Le risque est qu’en affectant la performance des modèles en fonction du choix du hardware, on impacte des groupes démographiques avec des biais dus à la performance
Compresser les modèles pour limiter les biais
« Nous avons étudié la relation entre le matériel et l’équité en menant différentes expériences sur différentes configurations matérielles, en nous concentrant particulièrement sur les architectures CiM [compute in memory, NDLR].» Sur ce type de modèles, le nombre de poids de neurones, qui se compte en milliards, peut ralentir et affecter l’efficacité énergétique des systèmes et c’est la raison pour laquelle les fabricants de puces conçoivent des puces spécifiques, mais elles ne sont pas idéales « Le risque est que les non-idéalités matérielles, telles que les variations au cours du processus de programmation, affectent les performances du modèle, et que cet impact diffère entre les différents groupes démographiques, ce qui pourrait exagérer les problèmes d’équité. » Problème : ce type de variation dans les résultats est a priori impossible à contrôler.

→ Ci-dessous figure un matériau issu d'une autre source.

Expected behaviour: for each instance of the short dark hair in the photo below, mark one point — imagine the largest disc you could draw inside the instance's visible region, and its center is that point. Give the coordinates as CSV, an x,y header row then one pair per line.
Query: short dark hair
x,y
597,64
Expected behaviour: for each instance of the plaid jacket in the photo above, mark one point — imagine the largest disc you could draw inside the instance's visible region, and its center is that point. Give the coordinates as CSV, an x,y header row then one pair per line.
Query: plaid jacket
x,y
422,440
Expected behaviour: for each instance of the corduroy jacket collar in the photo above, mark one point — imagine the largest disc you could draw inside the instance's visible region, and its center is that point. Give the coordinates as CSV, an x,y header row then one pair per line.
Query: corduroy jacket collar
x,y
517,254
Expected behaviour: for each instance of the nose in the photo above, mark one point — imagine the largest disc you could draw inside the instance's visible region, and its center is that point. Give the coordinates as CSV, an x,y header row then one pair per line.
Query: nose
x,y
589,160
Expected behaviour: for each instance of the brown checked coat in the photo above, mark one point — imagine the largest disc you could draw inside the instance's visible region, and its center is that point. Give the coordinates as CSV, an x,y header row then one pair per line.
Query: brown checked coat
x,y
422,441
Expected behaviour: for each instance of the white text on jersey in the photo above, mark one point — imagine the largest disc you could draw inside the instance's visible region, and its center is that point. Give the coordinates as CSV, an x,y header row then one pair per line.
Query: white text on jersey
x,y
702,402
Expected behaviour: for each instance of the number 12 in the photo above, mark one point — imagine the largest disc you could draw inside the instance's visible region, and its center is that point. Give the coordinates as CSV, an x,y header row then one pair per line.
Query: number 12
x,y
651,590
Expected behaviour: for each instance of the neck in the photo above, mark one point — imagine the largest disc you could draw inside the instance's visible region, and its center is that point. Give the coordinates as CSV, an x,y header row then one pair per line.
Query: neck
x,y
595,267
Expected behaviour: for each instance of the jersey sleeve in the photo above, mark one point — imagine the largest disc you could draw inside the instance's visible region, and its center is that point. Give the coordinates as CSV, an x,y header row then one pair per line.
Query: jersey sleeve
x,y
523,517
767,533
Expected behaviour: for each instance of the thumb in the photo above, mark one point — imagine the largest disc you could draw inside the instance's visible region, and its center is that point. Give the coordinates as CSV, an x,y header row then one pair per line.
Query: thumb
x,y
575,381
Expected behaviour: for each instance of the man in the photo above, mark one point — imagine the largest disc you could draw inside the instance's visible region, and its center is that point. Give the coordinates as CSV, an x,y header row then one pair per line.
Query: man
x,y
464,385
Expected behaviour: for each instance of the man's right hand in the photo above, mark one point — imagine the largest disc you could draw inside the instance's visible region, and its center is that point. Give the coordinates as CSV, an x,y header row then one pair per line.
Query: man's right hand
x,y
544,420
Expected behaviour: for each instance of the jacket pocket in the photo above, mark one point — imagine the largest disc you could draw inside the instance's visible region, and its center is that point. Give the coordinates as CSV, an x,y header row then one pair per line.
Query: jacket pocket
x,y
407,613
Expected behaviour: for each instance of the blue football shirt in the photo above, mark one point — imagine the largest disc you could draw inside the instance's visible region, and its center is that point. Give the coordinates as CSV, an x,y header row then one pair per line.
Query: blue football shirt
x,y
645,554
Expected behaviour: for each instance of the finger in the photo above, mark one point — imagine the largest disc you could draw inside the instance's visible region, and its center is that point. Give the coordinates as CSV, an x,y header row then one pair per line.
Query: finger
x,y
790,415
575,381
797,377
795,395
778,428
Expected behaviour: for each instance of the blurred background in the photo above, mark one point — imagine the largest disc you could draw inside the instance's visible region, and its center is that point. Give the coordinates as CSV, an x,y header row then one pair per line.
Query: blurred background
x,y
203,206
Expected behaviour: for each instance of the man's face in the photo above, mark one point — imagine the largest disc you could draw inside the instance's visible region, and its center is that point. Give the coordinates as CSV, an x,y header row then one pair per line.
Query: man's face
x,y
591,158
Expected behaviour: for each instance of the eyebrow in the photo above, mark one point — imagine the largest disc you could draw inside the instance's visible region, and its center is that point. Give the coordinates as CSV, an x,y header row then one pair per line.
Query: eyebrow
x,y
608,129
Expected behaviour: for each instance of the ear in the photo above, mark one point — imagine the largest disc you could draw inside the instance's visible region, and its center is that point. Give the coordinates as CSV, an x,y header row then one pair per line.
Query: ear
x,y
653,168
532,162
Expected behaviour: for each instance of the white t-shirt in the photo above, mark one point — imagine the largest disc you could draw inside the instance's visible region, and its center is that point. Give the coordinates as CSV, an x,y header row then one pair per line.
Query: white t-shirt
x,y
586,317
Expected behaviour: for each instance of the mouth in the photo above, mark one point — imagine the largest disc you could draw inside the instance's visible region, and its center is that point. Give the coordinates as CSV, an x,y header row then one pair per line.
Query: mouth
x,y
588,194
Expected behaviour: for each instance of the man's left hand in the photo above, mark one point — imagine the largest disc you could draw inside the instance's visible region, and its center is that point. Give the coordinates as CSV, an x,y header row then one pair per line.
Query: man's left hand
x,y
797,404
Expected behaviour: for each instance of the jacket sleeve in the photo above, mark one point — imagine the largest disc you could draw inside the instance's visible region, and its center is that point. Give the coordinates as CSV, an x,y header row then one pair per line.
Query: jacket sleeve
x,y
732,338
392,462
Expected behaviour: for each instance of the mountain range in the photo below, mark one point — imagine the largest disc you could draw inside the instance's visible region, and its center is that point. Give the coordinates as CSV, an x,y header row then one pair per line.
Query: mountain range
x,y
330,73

Pour répondre à ces enjeux dont les implications peuvent à l’avenir être colossales, dans un scénario où les systèmes d’IA sont généralisés, l’équipe de recherche a évalué plusieurs hypothèses pour contrebalancer les lacunes des architectures hardware étudiées. Pour éviter une importante variation dans les résultats, « la compression des modèles est l’une des approches les plus efficaces pour permettre aux réseaux neuronaux d’être déployés sur des appareils périphériques et mobiles avec des ressources matérielles limitées » souligne Yiyu Shi. Pour le chercheur, mieux vaut compresser un grand modèle de langue pour l’intégrer dans un smartphone, que de prendre un modèle de petite taille, car le processus de compression peut en fait être cultivé pour atténuer certains problèmes d’équité, comme l’ont suggéré des recherches antérieures du groupe de Yiyu Shi.
Repenser la conception des architectures
Il est par ailleurs crucial pour les fabricants de développer des architectures qui tiennent compte de la variabilité des dispositifs [différences ou incohérences de performances entre les mémoires, NDLR] pour améliorer à la fois les performances et l’équité des modèles. « Pour avoir des réseaux de neurones profonds efficaces, il est essentiel de ne pas séparer la conception d’un modèle et celle du matériel, ce qui permettrait d’optimiser l’accélérateur CiM et l’architecture du DNN. » Pour le garantir, la programmation des dispositifs de mémoire non volatile (NVM) (utilisés par les architectures CiM) doit être réalisée dès leur conception dans le but d’améliorer l’équité des DNN, afin de limiter la variabilité des dispositifs et les bruits – perturbations des signaux – associés.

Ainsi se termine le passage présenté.